Linux - NFS: Tuning nfsd Threads and TCP Windows for 10Gbps+ Storage
The Problem: The 100MB/s Ceiling
You have a high-speed 10Gbps network and a fast SSD-backed storage server. Yet, when mounting via NFS, your rsync or database backups are capped at around 110-120MB/s (the limit of a 1Gbps link). You check iperf3, and the network is fine. The bottleneck is the NFS server configuration.
Advanced Solution 1: nfsd Thread Count
By default, most Linux distributions start the NFS server with only 8 threads. Each thread can handle one I/O request at a time. In a multi-client environment or even with a single high-concurrency client, these 8 threads become saturated instantly.
Implementation
Edit /etc/default/nfs-kernel-server (Debian/Ubuntu) or /etc/sysconfig/nfs (RHEL):
1
2
# Increase from 8 to 128 or 256
RPCNFSDCOUNT=128
Restart the service: sudo systemctl restart nfs-kernel-server.
Advanced Solution 2: Buffer Sizes (rsize/wsize)
The default rsize and wsize (read/write block sizes) are often 32KB or 64KB. For 10Gbps networks, this results in massive packet overhead. You should increase this to 1MB (1048576).
Implementation (Client Side)
1
mount -t nfs -o rsize=1048576,wsize=1048576,noatime,async,hard,intr 10.0.0.1:/data /mnt
Troubleshooting Key Considerations
- The ‘Sync’ performance killer: If you export with
sync, every write must be committed to the physical disk before the server acknowledges. This is safe but extremely slow. If you have a battery-backed RAID controller or ZFS with an Optane SLOG, you can useasyncsafely, or tune the client to useasyncmounts. - NFS v4.1+ and Session Trunking: If you have multiple NICs, use NFS v4.1 or v4.2. It supports better concurrency and “Session Trunking,” which is similar to multi-path I/O.

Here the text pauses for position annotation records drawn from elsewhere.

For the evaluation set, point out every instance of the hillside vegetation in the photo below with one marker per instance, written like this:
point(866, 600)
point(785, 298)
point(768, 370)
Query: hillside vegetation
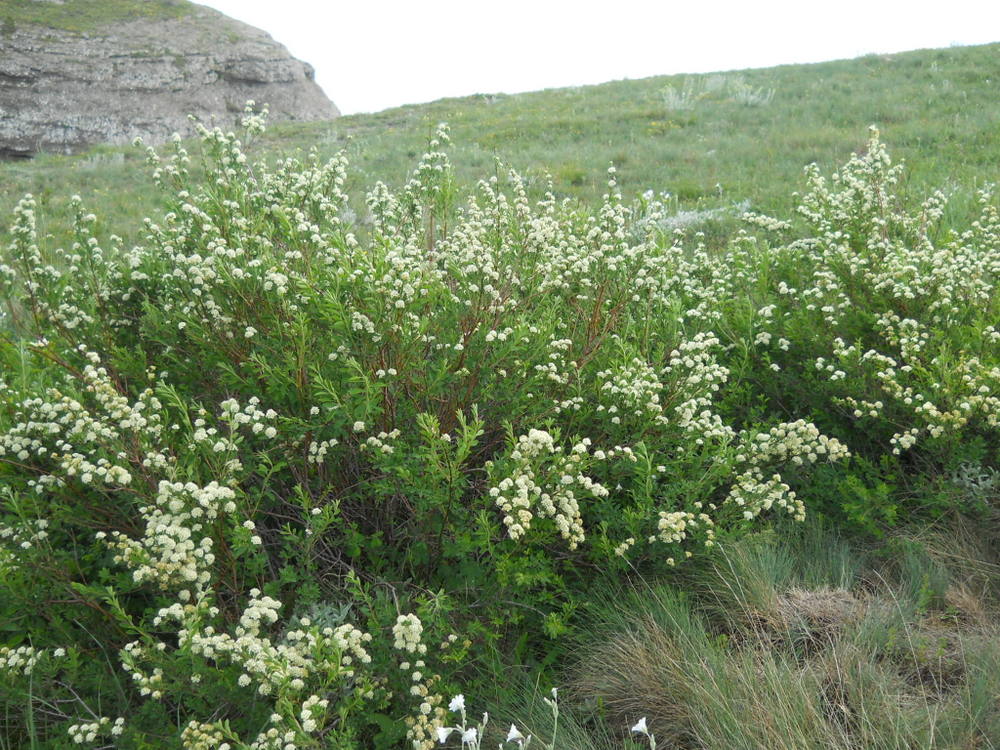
point(938, 109)
point(85, 15)
point(300, 464)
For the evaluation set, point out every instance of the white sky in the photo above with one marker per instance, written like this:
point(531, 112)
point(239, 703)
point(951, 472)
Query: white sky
point(374, 54)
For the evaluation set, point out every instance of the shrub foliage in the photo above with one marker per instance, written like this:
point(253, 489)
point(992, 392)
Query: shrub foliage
point(276, 478)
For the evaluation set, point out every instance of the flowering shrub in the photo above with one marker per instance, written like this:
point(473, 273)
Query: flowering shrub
point(272, 464)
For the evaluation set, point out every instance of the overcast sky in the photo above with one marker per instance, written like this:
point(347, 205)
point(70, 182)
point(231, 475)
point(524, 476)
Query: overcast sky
point(371, 55)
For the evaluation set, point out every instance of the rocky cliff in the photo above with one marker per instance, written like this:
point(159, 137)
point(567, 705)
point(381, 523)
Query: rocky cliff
point(65, 86)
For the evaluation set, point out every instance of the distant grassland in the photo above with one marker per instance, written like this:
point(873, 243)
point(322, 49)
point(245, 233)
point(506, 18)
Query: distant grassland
point(85, 15)
point(938, 110)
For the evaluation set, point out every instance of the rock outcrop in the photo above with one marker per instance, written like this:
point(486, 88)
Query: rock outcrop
point(64, 90)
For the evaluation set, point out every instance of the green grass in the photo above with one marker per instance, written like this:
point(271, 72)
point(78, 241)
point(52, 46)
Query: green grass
point(85, 15)
point(938, 110)
point(832, 644)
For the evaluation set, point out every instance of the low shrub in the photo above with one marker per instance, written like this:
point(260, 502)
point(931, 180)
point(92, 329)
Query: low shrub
point(272, 479)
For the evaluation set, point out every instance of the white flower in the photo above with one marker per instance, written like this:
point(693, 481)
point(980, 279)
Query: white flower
point(444, 733)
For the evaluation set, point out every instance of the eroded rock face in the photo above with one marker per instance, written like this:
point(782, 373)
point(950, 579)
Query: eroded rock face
point(63, 91)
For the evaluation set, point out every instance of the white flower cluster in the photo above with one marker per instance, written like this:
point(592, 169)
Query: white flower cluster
point(407, 632)
point(90, 731)
point(24, 659)
point(634, 389)
point(423, 724)
point(545, 482)
point(204, 736)
point(754, 493)
point(699, 376)
point(176, 549)
point(797, 442)
point(285, 665)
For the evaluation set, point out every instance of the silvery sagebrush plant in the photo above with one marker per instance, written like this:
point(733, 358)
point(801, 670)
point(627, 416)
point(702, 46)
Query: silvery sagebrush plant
point(272, 479)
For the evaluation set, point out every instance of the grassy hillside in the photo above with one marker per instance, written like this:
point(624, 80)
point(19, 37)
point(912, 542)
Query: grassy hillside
point(85, 15)
point(938, 110)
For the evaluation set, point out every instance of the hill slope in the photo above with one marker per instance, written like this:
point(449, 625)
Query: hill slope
point(938, 110)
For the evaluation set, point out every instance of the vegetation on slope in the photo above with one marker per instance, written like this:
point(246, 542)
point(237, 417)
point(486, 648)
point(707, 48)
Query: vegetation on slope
point(271, 481)
point(938, 109)
point(85, 15)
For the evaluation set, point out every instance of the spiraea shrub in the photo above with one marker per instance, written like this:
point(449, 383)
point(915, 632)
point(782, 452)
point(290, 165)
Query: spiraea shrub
point(276, 478)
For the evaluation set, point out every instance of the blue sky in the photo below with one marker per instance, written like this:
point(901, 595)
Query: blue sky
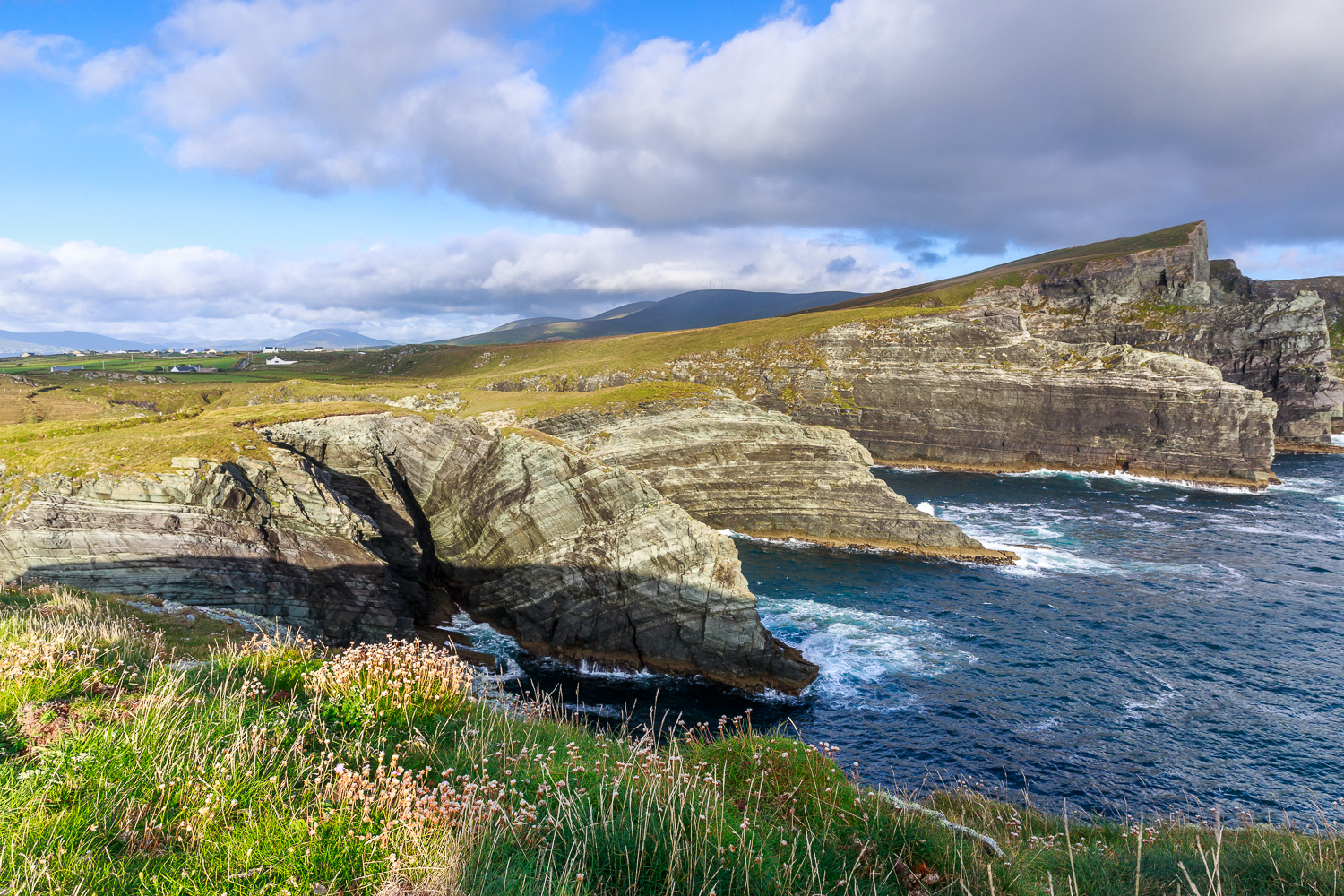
point(419, 169)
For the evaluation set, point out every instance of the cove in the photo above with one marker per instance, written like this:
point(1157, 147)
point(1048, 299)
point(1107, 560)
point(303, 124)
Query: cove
point(1161, 648)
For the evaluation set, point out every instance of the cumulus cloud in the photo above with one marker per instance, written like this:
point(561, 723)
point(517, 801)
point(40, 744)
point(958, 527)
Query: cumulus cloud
point(40, 54)
point(413, 293)
point(112, 70)
point(1040, 123)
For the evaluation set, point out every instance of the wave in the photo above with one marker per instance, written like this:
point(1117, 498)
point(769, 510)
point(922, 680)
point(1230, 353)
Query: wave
point(857, 646)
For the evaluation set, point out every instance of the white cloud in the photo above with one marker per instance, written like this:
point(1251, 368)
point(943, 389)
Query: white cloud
point(1290, 263)
point(40, 54)
point(112, 70)
point(1046, 123)
point(426, 292)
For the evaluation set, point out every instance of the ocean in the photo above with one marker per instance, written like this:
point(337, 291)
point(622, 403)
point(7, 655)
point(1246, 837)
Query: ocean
point(1159, 648)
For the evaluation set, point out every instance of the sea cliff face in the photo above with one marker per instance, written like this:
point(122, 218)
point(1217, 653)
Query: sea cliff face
point(573, 556)
point(265, 536)
point(972, 390)
point(358, 525)
point(734, 465)
point(1271, 338)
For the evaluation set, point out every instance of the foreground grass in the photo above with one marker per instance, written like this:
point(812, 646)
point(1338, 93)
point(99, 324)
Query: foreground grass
point(280, 767)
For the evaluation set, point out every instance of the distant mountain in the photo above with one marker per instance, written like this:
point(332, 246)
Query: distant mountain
point(624, 311)
point(530, 322)
point(687, 311)
point(59, 341)
point(65, 341)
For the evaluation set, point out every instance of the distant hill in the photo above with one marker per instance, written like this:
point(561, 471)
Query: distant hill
point(685, 311)
point(59, 341)
point(956, 290)
point(308, 339)
point(624, 311)
point(64, 341)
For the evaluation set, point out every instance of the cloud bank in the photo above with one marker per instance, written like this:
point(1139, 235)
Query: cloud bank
point(956, 126)
point(416, 293)
point(1045, 123)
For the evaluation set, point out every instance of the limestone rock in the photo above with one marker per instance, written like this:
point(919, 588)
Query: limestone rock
point(969, 389)
point(734, 465)
point(271, 538)
point(572, 556)
point(972, 390)
point(1271, 338)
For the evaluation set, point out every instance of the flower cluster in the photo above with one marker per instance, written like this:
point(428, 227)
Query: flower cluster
point(390, 677)
point(405, 801)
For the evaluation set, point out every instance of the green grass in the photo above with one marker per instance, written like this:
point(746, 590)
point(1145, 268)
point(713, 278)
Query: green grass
point(956, 290)
point(281, 767)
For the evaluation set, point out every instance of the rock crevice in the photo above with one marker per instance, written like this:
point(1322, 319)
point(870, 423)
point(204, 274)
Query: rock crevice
point(738, 466)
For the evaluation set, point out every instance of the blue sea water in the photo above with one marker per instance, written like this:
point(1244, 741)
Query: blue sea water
point(1158, 648)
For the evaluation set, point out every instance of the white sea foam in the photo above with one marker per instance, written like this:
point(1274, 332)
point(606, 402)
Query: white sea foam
point(857, 646)
point(1117, 476)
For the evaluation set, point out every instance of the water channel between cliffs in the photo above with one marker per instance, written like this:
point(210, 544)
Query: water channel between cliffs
point(1164, 648)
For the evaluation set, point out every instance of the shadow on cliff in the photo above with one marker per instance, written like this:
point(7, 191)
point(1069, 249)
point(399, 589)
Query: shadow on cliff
point(573, 614)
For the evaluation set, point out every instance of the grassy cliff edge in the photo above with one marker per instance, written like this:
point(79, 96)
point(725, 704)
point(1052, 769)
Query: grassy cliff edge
point(148, 748)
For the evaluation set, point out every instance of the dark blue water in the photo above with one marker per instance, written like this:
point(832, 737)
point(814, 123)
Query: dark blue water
point(1163, 648)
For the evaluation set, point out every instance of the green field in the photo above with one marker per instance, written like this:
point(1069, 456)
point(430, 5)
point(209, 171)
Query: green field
point(151, 750)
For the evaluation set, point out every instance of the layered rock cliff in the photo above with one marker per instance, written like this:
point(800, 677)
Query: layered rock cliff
point(972, 390)
point(269, 538)
point(1271, 338)
point(359, 524)
point(734, 465)
point(572, 556)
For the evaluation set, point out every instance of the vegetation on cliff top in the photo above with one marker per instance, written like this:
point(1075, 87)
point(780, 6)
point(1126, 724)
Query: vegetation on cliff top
point(956, 290)
point(137, 756)
point(128, 419)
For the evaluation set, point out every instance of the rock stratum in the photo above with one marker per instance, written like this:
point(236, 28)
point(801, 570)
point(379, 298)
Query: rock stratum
point(1268, 336)
point(734, 465)
point(359, 525)
point(970, 389)
point(572, 556)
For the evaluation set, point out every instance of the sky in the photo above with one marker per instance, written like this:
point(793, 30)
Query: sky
point(417, 169)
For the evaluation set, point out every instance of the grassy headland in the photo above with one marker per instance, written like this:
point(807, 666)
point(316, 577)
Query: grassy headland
point(131, 419)
point(150, 750)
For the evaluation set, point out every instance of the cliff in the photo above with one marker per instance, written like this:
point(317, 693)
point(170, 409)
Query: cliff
point(360, 524)
point(269, 538)
point(572, 556)
point(734, 465)
point(1266, 336)
point(972, 390)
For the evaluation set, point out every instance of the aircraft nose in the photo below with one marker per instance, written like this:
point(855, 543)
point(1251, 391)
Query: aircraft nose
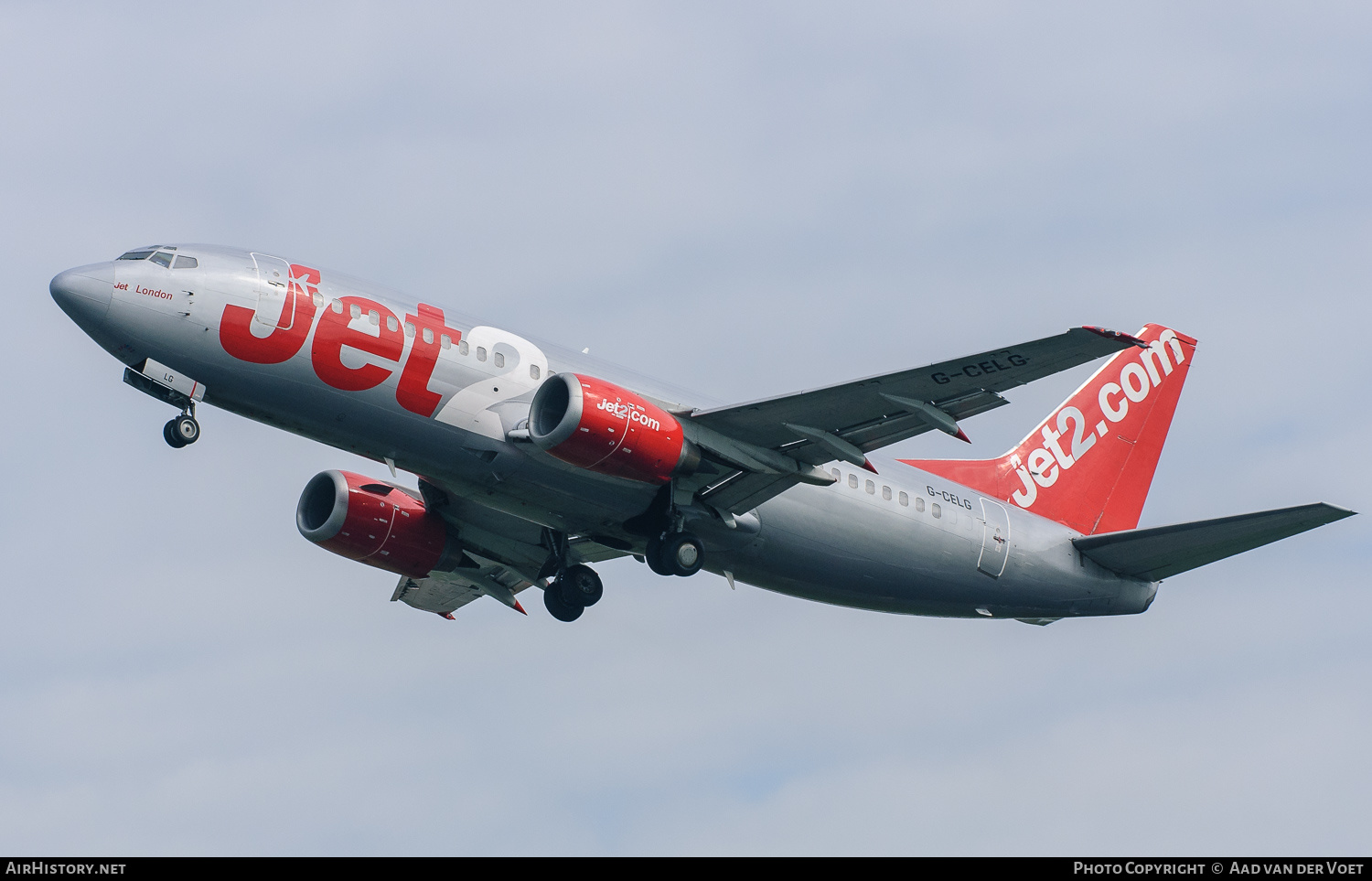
point(84, 293)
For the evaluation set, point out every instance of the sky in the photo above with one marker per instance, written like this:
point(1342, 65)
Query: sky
point(744, 200)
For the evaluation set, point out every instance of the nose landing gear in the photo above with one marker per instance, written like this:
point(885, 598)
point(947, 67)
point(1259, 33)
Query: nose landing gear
point(181, 430)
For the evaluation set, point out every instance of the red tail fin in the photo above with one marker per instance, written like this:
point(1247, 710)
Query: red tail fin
point(1089, 464)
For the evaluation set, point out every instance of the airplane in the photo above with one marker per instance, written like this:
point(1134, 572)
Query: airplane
point(534, 463)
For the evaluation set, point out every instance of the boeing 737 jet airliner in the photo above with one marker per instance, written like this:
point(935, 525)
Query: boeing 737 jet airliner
point(534, 463)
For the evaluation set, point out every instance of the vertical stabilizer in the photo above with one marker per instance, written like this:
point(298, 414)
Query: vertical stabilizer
point(1089, 464)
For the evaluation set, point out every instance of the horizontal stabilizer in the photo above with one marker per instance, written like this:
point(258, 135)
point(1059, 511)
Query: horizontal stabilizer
point(1165, 551)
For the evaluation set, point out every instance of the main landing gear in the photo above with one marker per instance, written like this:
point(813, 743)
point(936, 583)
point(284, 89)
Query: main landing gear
point(675, 553)
point(573, 589)
point(181, 430)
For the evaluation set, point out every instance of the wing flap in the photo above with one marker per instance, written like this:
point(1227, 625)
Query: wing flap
point(1165, 551)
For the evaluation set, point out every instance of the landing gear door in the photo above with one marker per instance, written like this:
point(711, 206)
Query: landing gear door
point(276, 305)
point(995, 540)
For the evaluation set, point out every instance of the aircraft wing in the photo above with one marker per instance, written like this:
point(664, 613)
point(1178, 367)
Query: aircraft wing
point(501, 556)
point(767, 446)
point(1166, 551)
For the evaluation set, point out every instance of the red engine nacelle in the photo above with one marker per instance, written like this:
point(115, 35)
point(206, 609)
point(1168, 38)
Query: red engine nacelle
point(609, 430)
point(373, 523)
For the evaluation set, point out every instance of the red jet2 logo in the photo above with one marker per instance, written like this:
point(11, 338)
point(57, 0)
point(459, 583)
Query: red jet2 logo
point(298, 315)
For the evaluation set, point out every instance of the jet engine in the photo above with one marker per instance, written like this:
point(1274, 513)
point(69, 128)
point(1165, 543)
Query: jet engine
point(601, 427)
point(375, 523)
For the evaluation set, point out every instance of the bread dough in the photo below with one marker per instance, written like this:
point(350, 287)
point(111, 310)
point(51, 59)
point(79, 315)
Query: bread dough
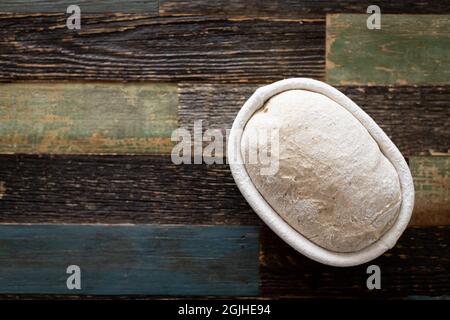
point(333, 184)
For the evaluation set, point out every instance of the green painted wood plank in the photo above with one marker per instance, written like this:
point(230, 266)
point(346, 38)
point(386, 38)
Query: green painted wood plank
point(432, 190)
point(86, 6)
point(80, 118)
point(408, 49)
point(127, 260)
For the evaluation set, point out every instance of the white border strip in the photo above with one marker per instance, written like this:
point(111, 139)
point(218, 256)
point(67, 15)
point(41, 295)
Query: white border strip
point(277, 223)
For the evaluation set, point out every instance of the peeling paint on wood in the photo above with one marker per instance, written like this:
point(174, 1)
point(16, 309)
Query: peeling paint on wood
point(432, 189)
point(120, 260)
point(86, 6)
point(80, 118)
point(408, 49)
point(138, 47)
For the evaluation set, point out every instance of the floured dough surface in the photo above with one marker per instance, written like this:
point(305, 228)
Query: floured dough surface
point(333, 184)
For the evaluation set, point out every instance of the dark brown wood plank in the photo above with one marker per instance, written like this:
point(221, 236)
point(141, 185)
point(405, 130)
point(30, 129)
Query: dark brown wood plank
point(419, 265)
point(293, 8)
point(416, 118)
point(132, 47)
point(129, 6)
point(118, 189)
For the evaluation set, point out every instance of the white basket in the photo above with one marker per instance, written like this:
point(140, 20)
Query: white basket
point(275, 221)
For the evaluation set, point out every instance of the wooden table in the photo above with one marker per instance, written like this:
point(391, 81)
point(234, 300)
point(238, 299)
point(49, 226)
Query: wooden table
point(86, 118)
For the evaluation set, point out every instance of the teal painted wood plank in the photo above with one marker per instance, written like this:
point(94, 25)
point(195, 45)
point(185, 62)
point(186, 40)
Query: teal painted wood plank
point(87, 117)
point(86, 6)
point(130, 259)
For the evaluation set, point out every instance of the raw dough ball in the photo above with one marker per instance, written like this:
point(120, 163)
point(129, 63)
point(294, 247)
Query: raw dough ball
point(333, 184)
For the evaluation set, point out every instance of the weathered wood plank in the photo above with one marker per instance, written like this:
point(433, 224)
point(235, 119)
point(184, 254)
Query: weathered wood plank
point(432, 186)
point(36, 6)
point(144, 189)
point(80, 118)
point(294, 8)
point(409, 49)
point(118, 189)
point(132, 47)
point(140, 259)
point(415, 118)
point(419, 265)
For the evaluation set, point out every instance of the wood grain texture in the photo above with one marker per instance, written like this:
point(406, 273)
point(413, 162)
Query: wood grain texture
point(36, 6)
point(80, 118)
point(415, 117)
point(141, 259)
point(408, 49)
point(148, 189)
point(419, 265)
point(132, 47)
point(118, 189)
point(432, 188)
point(295, 8)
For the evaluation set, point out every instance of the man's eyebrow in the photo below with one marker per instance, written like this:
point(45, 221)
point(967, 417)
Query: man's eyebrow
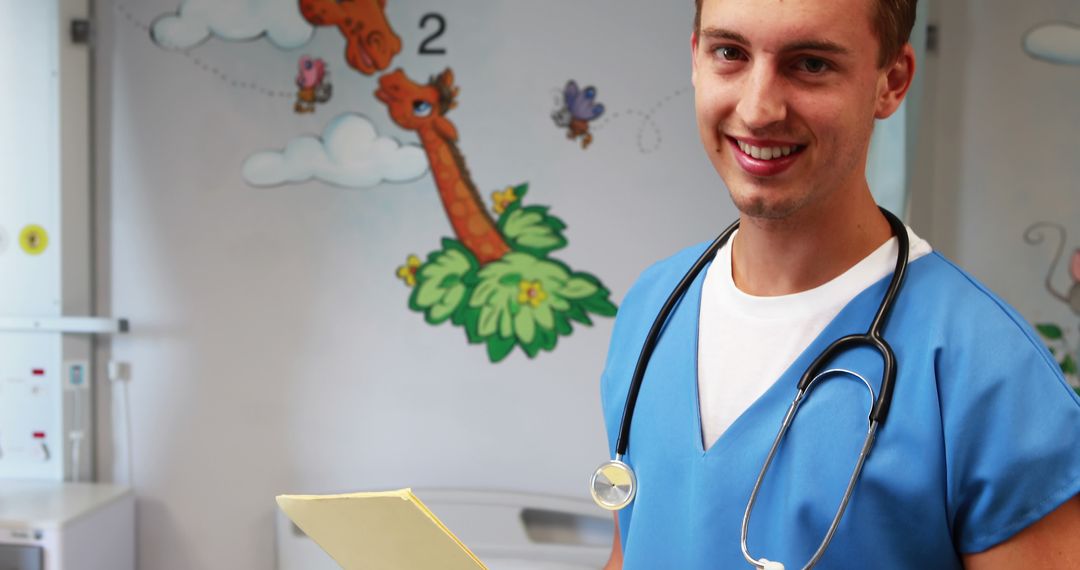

- The ‘stale file handle’ ghost: This usually happens when a directory is removed/recreated on the server while the client has it open. On a production ready system, always use the
hard,intrmount options to ensure the client retries instead of just “hanging” the application.
Summary
NFS is a 40-year-old protocol that still powers most of the world’s Linux clusters. Its default settings are tuned for the 1990s. By increasing thread counts and aligning buffer sizes to modern network speeds, you can unlock the true performance of your storage infrastructure.